South Africans spent around R1.2 billion on private power generation to escape Eskom and load shedding in 2022, with the bank expecting an even bigger spend in 2023.
Reporting its annual results for the full year ending December 2022, Nedbank outlined the impacts of load shedding on its clients and operations while sharing its exposure to private power production and renewables for 2023.
Despite the challenging environment due to low growth, load shedding and consumers and businesses under duress, the group reported strong growth in headline earnings, which increased by 20% for the year to R14 billion.
Growth in earnings was driven by strong double-digit revenue growth, a slightly higher credit loss ratio and a well-managed expense base, it said.
Return on equity (ROE) increased to 14%, above the prior period of 12.5%, assisted by the group’s improved return on assets which increased from 0.98% to 1.14%.
On the back of strong earnings, growth and capital and liquidity positions, the group declared a final dividend of 866 cents per share, up by 14% (December 2021: 758 cents per share), bringing the total dividend for 2022 to 1 649 cents per share, up 38%, both at record levels for the group.
Renewables drive
Despite the strong performance for the bank, Nedbank said that the prevailing power crisis in South Africa was devastatingly impacting its clients.
A South African Reserve Bank (SARB) analysis on the impact of load-shedding suggests that the economy has partially adapted to stages 1 and 2 load-shedding, which costs about R1 million per working day in lost gross value added (GVA).
However, South Africa has long since left stages 1 and 2 behind and has faced stage 4 and upwards since September 2022. The costs to the economy in lost production escalate exponentially to about R408 million per day at stage 4 and up to R899 million per day at stage 6, the SARB noted.
Because of these losses and the dire impact blackouts have on businesses and households, South Africans have been looking for any escape.
As a result, load-shedding has become a catalyst for renewable- and embedded-energy investments to support South Africa’s Just Energy Transition and for individuals and companies, Nedbank said.
This is s creating a concrete runway for bank advances growth in the sector, it said.
As part of its results presentation, Nedbank noted that it partnered with Hohm Energy to finance and install solar power solutions for homeowners, making solar-energy funding available to all, including non-Nedbank clients.
The bank said that after lifting the licensing floor limit for energy projects in the private sector (embedded generation), Nedbank had financed R1.2 billion of private power generation for businesses, small businesses and private residences in 2022.
Additionally, the bank arranged several projects as part of the Independent Power Producer Procurement Programme (IPPPP) and has supported dozens more, totalling 3.8 GW.
These projects include:
- The lead arranger on four projects in the emergency round Risk Mitigation IPPPP, which is expected to close H1 2023;
- Preferred-bidder status in round 5 for another four projects, which is also expected to close in H1 2023;
- Awarded preferred bidder status in round 6 for 300 MW.

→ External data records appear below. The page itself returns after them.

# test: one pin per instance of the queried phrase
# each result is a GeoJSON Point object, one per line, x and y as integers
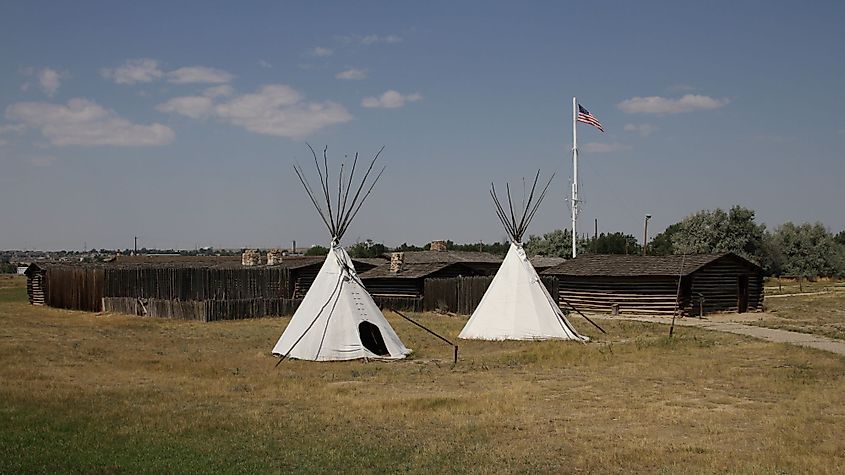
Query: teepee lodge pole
{"type": "Point", "coordinates": [517, 288]}
{"type": "Point", "coordinates": [338, 319]}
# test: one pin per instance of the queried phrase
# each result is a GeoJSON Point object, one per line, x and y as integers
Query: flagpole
{"type": "Point", "coordinates": [574, 173]}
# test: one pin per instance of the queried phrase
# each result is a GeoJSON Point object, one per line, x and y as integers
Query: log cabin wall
{"type": "Point", "coordinates": [722, 284]}
{"type": "Point", "coordinates": [633, 295]}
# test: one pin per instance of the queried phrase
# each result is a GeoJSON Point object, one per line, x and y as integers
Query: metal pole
{"type": "Point", "coordinates": [574, 173]}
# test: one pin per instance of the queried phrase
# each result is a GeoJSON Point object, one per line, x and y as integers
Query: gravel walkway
{"type": "Point", "coordinates": [769, 334]}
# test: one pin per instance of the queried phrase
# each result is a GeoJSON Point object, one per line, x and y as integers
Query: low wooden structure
{"type": "Point", "coordinates": [463, 294]}
{"type": "Point", "coordinates": [659, 285]}
{"type": "Point", "coordinates": [401, 282]}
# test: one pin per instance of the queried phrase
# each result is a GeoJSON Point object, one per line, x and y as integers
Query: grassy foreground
{"type": "Point", "coordinates": [85, 393]}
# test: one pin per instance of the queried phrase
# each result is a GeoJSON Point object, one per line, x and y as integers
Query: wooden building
{"type": "Point", "coordinates": [657, 285]}
{"type": "Point", "coordinates": [409, 281]}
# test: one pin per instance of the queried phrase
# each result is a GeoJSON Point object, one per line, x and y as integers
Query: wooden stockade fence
{"type": "Point", "coordinates": [74, 287]}
{"type": "Point", "coordinates": [199, 283]}
{"type": "Point", "coordinates": [202, 310]}
{"type": "Point", "coordinates": [210, 294]}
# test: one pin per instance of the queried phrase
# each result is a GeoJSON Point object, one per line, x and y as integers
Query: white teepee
{"type": "Point", "coordinates": [517, 306]}
{"type": "Point", "coordinates": [338, 319]}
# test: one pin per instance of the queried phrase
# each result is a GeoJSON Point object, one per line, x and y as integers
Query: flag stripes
{"type": "Point", "coordinates": [587, 118]}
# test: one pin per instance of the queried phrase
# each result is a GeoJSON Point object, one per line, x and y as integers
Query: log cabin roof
{"type": "Point", "coordinates": [409, 271]}
{"type": "Point", "coordinates": [428, 257]}
{"type": "Point", "coordinates": [543, 262]}
{"type": "Point", "coordinates": [617, 265]}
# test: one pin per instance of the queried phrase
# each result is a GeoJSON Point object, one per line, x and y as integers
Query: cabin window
{"type": "Point", "coordinates": [371, 338]}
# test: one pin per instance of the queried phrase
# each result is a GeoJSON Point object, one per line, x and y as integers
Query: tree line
{"type": "Point", "coordinates": [806, 250]}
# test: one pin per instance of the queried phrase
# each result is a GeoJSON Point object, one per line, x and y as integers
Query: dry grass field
{"type": "Point", "coordinates": [86, 393]}
{"type": "Point", "coordinates": [820, 314]}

Nedbank also noted that it had arranged 42 transactions in the Renewable Energy Independent Power Producer Procurement Programme (REIPPPP) to the value of R26 billion.
The impact of load shedding on its clients and operations
The bank said that the higher levels of electricity outages in the second half of 2022 had a material adverse effect on many of its clients.

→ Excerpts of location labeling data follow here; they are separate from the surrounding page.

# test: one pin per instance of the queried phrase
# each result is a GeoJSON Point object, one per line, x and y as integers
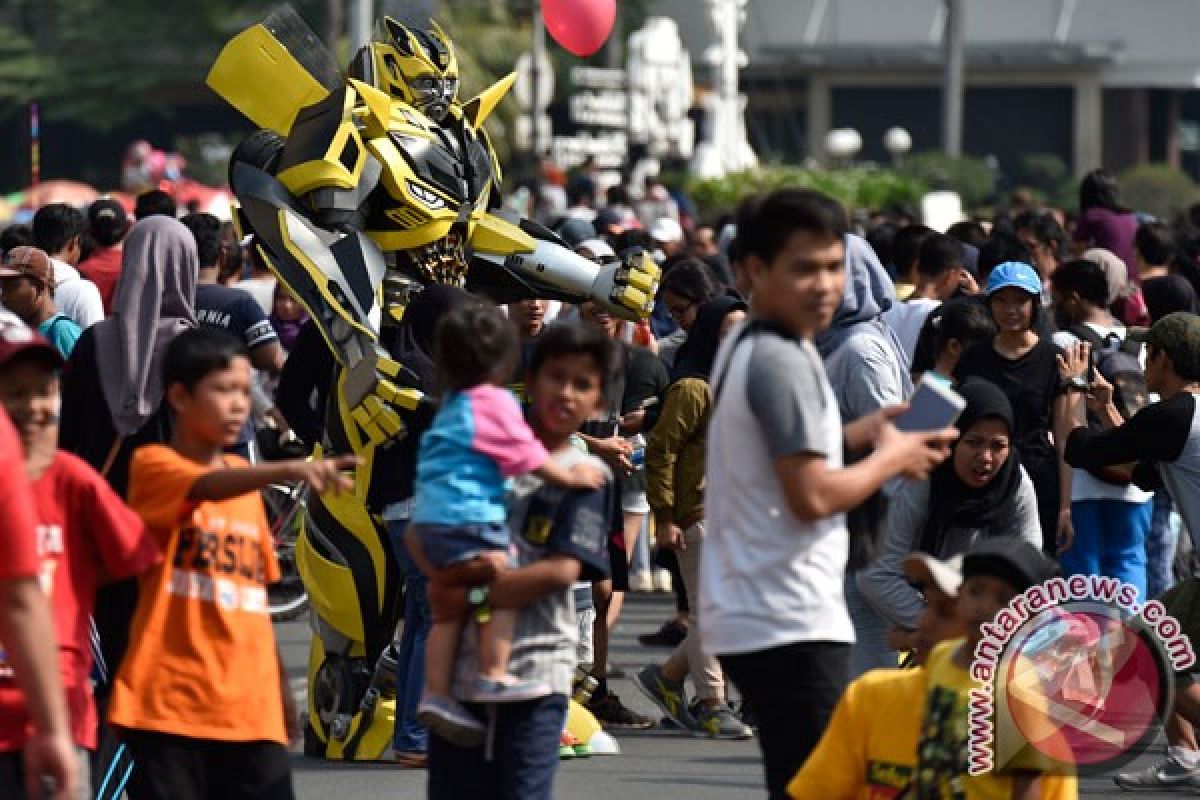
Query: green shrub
{"type": "Point", "coordinates": [1043, 172]}
{"type": "Point", "coordinates": [967, 176]}
{"type": "Point", "coordinates": [856, 187]}
{"type": "Point", "coordinates": [1158, 190]}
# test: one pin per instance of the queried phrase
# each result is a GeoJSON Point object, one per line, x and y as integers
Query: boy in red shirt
{"type": "Point", "coordinates": [84, 534]}
{"type": "Point", "coordinates": [199, 697]}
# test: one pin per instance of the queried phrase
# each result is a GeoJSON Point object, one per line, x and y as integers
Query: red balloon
{"type": "Point", "coordinates": [580, 25]}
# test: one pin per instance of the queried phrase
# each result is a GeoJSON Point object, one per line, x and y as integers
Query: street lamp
{"type": "Point", "coordinates": [843, 144]}
{"type": "Point", "coordinates": [898, 142]}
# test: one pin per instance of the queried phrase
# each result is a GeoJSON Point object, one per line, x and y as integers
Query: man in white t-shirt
{"type": "Point", "coordinates": [1110, 516]}
{"type": "Point", "coordinates": [771, 576]}
{"type": "Point", "coordinates": [941, 274]}
{"type": "Point", "coordinates": [58, 229]}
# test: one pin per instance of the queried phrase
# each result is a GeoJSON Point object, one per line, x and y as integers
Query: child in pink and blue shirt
{"type": "Point", "coordinates": [479, 439]}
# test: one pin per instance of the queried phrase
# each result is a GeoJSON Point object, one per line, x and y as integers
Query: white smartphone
{"type": "Point", "coordinates": [934, 405]}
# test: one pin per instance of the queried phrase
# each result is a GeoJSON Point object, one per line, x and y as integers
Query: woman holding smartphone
{"type": "Point", "coordinates": [1024, 366]}
{"type": "Point", "coordinates": [982, 491]}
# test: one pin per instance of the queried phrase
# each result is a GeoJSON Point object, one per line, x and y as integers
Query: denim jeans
{"type": "Point", "coordinates": [1161, 543]}
{"type": "Point", "coordinates": [1110, 540]}
{"type": "Point", "coordinates": [791, 691]}
{"type": "Point", "coordinates": [411, 735]}
{"type": "Point", "coordinates": [522, 761]}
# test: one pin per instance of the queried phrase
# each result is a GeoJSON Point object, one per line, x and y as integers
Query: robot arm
{"type": "Point", "coordinates": [336, 277]}
{"type": "Point", "coordinates": [537, 262]}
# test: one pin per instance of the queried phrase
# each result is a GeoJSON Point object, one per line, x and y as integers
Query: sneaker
{"type": "Point", "coordinates": [411, 759]}
{"type": "Point", "coordinates": [489, 690]}
{"type": "Point", "coordinates": [720, 722]}
{"type": "Point", "coordinates": [665, 693]}
{"type": "Point", "coordinates": [611, 713]}
{"type": "Point", "coordinates": [661, 579]}
{"type": "Point", "coordinates": [641, 581]}
{"type": "Point", "coordinates": [450, 721]}
{"type": "Point", "coordinates": [669, 636]}
{"type": "Point", "coordinates": [567, 744]}
{"type": "Point", "coordinates": [1168, 775]}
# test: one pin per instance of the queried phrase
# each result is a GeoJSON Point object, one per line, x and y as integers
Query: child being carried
{"type": "Point", "coordinates": [478, 440]}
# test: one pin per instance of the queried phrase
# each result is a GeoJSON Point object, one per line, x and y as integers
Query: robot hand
{"type": "Point", "coordinates": [376, 401]}
{"type": "Point", "coordinates": [627, 287]}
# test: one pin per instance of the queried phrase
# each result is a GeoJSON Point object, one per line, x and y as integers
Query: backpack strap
{"type": "Point", "coordinates": [753, 329]}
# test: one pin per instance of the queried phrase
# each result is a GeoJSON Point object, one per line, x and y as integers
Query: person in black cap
{"type": "Point", "coordinates": [994, 572]}
{"type": "Point", "coordinates": [1163, 443]}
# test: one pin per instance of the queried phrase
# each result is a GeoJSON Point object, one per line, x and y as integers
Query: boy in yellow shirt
{"type": "Point", "coordinates": [901, 733]}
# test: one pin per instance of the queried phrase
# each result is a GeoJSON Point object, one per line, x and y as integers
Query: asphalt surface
{"type": "Point", "coordinates": [657, 764]}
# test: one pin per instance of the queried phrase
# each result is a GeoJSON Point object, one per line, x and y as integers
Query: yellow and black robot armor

“We (Nedbank) are becoming concerned as risks take time to emerge, and the impacts on business intensify the longer load shedding persists,” said Nedbank.

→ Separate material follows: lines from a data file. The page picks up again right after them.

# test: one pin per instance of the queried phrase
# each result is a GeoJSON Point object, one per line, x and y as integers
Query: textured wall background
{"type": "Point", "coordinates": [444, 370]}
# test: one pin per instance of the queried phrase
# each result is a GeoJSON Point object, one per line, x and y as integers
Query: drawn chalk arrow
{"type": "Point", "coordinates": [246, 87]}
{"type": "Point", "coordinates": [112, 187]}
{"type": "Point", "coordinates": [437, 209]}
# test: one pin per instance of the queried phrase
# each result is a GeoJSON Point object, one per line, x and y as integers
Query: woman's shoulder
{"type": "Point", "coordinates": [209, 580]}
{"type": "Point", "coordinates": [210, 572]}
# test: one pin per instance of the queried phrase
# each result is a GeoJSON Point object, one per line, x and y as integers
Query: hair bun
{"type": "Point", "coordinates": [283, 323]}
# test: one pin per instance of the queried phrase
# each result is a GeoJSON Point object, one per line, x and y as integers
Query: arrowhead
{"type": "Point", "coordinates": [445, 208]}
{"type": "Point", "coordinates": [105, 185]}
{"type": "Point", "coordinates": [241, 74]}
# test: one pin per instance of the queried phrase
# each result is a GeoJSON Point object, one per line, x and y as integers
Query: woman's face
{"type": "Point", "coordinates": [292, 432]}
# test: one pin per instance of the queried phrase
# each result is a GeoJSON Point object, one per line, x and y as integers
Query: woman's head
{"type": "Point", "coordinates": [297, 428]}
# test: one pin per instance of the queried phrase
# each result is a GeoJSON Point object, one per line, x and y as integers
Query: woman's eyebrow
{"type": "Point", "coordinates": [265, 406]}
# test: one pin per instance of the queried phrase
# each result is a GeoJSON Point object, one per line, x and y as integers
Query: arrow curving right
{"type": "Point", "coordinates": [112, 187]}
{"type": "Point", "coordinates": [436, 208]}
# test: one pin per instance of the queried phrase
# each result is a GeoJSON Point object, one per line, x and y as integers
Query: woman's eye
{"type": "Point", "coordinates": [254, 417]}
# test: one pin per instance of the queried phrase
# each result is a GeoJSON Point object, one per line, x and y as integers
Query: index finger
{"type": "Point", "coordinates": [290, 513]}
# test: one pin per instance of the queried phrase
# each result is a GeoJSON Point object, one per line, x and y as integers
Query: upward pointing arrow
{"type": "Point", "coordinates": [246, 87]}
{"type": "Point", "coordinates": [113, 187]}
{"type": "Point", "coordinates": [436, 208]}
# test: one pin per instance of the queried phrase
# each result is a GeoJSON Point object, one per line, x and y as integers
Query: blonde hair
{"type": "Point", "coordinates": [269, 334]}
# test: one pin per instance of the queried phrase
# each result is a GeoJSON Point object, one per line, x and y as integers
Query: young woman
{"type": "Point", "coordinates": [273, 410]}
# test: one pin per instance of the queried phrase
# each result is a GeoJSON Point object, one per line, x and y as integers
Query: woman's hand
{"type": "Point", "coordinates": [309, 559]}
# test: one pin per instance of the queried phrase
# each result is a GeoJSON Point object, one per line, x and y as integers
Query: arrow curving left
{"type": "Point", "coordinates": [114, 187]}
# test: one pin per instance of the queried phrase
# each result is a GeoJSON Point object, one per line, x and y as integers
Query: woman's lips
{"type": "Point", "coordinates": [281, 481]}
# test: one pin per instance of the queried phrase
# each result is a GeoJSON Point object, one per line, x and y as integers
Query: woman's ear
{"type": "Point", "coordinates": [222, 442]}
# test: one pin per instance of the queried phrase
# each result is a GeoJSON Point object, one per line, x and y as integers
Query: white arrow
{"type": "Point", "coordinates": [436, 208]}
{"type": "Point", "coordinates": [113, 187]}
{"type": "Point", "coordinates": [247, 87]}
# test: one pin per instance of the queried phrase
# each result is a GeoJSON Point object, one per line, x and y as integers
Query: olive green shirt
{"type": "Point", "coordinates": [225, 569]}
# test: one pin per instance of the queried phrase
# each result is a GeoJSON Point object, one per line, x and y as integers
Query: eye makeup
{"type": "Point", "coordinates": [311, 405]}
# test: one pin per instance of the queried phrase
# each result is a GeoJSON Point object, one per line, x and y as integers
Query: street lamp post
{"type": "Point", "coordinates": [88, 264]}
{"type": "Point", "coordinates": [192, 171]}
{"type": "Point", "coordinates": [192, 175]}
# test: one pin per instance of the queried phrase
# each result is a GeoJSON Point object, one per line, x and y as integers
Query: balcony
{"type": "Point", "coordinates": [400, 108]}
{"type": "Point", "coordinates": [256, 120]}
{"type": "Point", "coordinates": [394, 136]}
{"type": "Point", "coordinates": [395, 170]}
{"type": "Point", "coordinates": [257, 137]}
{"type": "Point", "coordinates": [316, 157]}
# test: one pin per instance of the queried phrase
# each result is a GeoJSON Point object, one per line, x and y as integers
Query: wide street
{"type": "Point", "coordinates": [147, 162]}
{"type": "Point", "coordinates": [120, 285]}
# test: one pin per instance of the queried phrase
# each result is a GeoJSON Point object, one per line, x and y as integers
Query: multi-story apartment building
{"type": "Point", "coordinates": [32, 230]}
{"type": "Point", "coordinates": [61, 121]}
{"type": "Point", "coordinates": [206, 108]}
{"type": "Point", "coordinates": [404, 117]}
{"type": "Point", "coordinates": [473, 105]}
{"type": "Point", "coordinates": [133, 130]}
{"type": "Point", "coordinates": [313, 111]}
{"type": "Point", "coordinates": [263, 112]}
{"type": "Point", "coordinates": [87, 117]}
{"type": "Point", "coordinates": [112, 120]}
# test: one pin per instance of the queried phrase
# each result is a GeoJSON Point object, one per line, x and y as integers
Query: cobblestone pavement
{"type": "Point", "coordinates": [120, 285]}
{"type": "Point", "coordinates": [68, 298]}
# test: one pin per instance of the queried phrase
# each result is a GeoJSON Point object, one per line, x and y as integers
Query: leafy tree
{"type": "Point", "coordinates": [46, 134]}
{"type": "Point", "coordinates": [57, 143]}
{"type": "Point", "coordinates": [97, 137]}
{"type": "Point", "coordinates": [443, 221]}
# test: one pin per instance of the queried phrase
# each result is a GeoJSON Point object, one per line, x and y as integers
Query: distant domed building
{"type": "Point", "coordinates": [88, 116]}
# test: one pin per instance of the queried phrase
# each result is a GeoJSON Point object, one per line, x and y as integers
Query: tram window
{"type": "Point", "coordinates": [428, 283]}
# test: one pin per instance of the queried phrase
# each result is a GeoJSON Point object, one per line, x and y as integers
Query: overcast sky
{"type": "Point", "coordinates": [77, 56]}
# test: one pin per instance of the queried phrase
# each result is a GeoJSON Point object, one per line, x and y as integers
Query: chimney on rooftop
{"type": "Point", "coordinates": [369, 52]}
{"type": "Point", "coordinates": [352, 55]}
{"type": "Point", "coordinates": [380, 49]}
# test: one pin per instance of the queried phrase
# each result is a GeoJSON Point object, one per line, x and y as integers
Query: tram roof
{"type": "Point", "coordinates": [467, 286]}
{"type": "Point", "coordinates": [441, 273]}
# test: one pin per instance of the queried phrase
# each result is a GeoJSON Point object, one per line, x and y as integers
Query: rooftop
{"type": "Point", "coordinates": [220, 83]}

According to the bank, the most exposed industries include agriculture, manufacturing, restaurants, food services, retail (supply chain) and tourism.
“Some have and may incur operational losses – such as the impact of products perishing – while at the same time absorbing increasing levels of operational costs – such as the use of generators,” said Nedbank.
This is the main driving factor behind the massive capital injection into alternative power generation, it said.
Regarding its own operations, the bank noted that generator run-time, including at its offices and branches, increased by over 200%, and diesel-related expenses were up just over 100% to R59 million in 2022.
Economic outlook 2023
The bank said that economic conditions in South Africa are expected to deteriorate as load shedding is likely to continue at elevated levels throughout 2023.
Slower global demand and softer commodity prices will also negatively impact domestic production and exports, resulting in a wider current account deficit this year, added Nedbank.
Additionally, the rise in inflation and higher interest rates will continue to weigh on household incomes and contain consumer spending.
While renewable-energy projects will support fixed investment, the upside will be limited by regular power outages and weaker domestic and global growth prospects, along with easing commodity prices, slow progress with structural reforms and persistent policy uncertainties that will continue to hurt investor sentiment, said the bank.
The Nedbank Group Economic Unit expects real GDP growth to slow to around 0,7% in 2023 before gaining moderate upward traction to 1,5%, 1,6% and 1,8% in 2024, 2025 and 2026, respectively.